Patterns of results were consistent in China. In Model 1, polluting cooking fuel use was associated with a 0.22 standard deviations lower cognitive score (95% CI: −0.256, −0.186). Although parameter estimates were diminished somewhat by adjustment for SES in Models 2 and 3, polluting cooking fuel use was related with poorer cognitive function across models. The parameter estimates for polluting cooking fuel use was (β = −0.052, 95% CI: −0.083, −0.021) in the fully adjusted model (Model 3), which is equivalent to differences in cognitive functioning of people 3.3 years of age apart in China.

To compare associations across countries, we plot the parameter estimates for polluting cooking fuel use (from Table 2) with 95% confidence intervals by Model and country in Figure 1 to compare the size of parameter estimates across countries. This illustrates that although parameter estimates for polluting cooking fuel use exhibit large differences when only basic demographic characteristics are controlled (Model 1), the parameter estimates become more similar with adjustments for SES. In the final model, the largest associations between polluting cooking fuel use and cognition were observed in India, followed by Mexico, and then China, with largely overlapping of the confidence intervals across countries.

Figure 1. Adjusted Mean Difference in Cognitive Functioning in Standard Deviations for those Using Polluting Cooking Fuel versus those Using Clean Cooking Fuel with 95% Confidence Intervals for India, Mexico, and China.

Figure 1.

Open in a new tab

Source: Authors’ own calculations using data from the Longitudinal Aging Study in India, Mexican Health and Aging Study, and China Health and Retirement Longitudinal Study. Model 1 adjusts for age, sex, marital status, rural/urban dwelling. Model 2 adds educational attainment. Model 3 adds household wealth quartile, per-capita consumption quartile, and indicators of poor housing.

3.3. Sensitivity Analyses

We conducted multiple sensitivity analyses. First, to determine whether polluting cooking fuel use was related with cognitive function even when a broader battery of cognitive tests were used, we re-estimated models using the summary cognitive score calculated using all cognitive tasks available in each study (results shown in Supplemental Table 1). These results were largely consistent with those reported in Table 2 where only the four tasks common to each study were used. In fully adjusted models (Model 3), using a polluting cooking fuel (compared to a clean cooking fuel) was associated with poorer cognitive function in India (β = −0.113, 95% CI: −0.131, −0.095), Mexico (β = −0.168, 95% CI: −0.217, −0.119), and China (β = −0.052, 95% CI: −0.083, −0.021) when all available cognitive tasks were used to create the standardized summary score.
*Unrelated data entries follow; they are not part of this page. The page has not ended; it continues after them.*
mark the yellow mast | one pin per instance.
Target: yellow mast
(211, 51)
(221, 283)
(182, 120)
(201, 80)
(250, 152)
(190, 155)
The second set of sensitivity analyses involved considering other polluting fuels used in households to assess HAP. As mentioned above, these questions were only available for LASI and CHARLS. Thus, results for this section refer to India and China. These results are provided in Supplemental Table 2. The pattern of findings when considering multiple household fuels was largely consistent with those based only on polluting cooking fuels. After adjustment for all SES markers (Model 3), the parameter estimates were (β = −0.169, 95% CI: −0.189, −0.149) and (β = −0.077, 95% CI: −0.118, −0.036) in India and China, respectively.

Third, we investigated whether parameter estimates for polluting fuel use differed by gender and age groups across countries. Across countries, interactions between gender and polluting cooking fuel use were strong and suggested consistently larger parameter estimates for women. Interactions between polluting cooking fuel use and age were not present in Mexico but were found in India and China, but in opposite directions. Specifically, polluting cooking fuel use parameter estimates were larger for the group age 65+ in China but were larger for the group below age 65 in India. Supplemental Figure 1 presents the associations stratified by age and gender.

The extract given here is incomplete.